In order to take advantage of the great mutual funds listed here, you may need to free up money trapped in old, underperforming funds. But first, you need to be aware of deferred sales charges (DSCs)—fees payable at the time you sell funds. If you’re working with a commission-based adviser, your mutual funds may carry one.
A typical DSC starts at 5% or 6% of the amount of your original investment during the first year you own the fund, then gradually declines by a percentage point each year until it’s at 0% after about six years. Some advisers argue this encourages investors to buy and hold mutual funds longer, but problematically DSCs may lock investors into funds they don’t want anymore. For example, if you invested $25,000 a year ago and decided the mutual fund wasn’t performing well, triggering a 5% DSC would cost you a sizable $1,250.

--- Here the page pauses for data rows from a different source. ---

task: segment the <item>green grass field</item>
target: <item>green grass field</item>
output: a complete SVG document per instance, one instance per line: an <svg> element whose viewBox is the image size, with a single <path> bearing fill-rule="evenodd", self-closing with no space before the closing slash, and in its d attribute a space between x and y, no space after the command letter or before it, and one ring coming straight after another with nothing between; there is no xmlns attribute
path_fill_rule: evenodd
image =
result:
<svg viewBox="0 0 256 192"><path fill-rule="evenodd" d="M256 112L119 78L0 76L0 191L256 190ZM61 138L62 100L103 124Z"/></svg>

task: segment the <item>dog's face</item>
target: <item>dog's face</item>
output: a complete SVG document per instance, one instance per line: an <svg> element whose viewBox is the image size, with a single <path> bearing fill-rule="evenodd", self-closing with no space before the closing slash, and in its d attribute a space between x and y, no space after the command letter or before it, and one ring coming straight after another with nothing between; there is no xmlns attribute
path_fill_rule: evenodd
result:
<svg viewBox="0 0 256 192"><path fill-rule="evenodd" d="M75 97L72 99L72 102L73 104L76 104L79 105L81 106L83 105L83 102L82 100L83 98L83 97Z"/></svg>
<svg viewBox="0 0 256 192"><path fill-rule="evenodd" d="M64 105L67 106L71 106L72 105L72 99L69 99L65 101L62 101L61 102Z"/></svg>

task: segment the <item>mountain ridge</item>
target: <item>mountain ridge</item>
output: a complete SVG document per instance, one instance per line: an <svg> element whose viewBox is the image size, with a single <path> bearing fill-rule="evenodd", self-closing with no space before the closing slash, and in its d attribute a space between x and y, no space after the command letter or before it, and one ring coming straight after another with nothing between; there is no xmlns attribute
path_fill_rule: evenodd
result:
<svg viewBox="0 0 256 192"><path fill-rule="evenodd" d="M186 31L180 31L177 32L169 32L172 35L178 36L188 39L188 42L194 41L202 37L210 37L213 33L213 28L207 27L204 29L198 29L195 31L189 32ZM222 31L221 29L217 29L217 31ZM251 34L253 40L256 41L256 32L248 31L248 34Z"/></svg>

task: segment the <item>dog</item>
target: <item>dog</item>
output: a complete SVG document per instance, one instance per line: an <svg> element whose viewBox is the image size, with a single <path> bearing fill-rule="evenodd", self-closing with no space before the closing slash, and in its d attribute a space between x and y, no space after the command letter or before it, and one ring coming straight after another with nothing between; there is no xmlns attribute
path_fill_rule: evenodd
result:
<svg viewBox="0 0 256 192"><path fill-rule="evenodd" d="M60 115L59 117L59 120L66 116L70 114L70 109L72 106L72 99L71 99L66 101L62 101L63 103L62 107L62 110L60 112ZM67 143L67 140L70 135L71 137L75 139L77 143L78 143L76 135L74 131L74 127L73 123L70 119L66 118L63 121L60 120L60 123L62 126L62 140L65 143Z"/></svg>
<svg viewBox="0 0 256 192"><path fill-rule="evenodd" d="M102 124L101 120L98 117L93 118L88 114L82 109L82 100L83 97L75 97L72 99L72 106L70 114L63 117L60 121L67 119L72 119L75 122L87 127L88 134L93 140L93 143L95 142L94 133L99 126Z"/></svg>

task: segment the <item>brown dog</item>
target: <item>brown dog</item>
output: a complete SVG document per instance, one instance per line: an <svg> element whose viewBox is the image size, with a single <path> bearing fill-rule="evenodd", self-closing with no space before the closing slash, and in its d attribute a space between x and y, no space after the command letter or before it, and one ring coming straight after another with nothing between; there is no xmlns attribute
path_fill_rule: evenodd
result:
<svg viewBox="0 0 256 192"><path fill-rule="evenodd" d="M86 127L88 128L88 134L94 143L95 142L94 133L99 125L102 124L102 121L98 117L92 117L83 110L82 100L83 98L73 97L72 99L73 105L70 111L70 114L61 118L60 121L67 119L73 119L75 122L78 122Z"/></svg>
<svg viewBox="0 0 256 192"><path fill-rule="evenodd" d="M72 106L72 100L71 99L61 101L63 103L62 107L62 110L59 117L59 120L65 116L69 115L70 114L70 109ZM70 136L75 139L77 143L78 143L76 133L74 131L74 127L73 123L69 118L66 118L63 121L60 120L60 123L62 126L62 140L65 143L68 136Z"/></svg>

Taking the hit on this type of sales charge is usually worth it if you’ve decided to manage your own money using a discount brokerage—it clears the slate and lets you construct a low-cost portfolio. However, check the cost of the DSC with the fund company first. If you feel the fee is excessive, you may be able to switch the funds “in kind,” meaning you transfer them to your new account without selling them, thereby avoiding triggering the DSC. Then you can divest gradually to keep the DSC at a minimum. Most fund companies allow you to sell 10% of the fund annually without charge.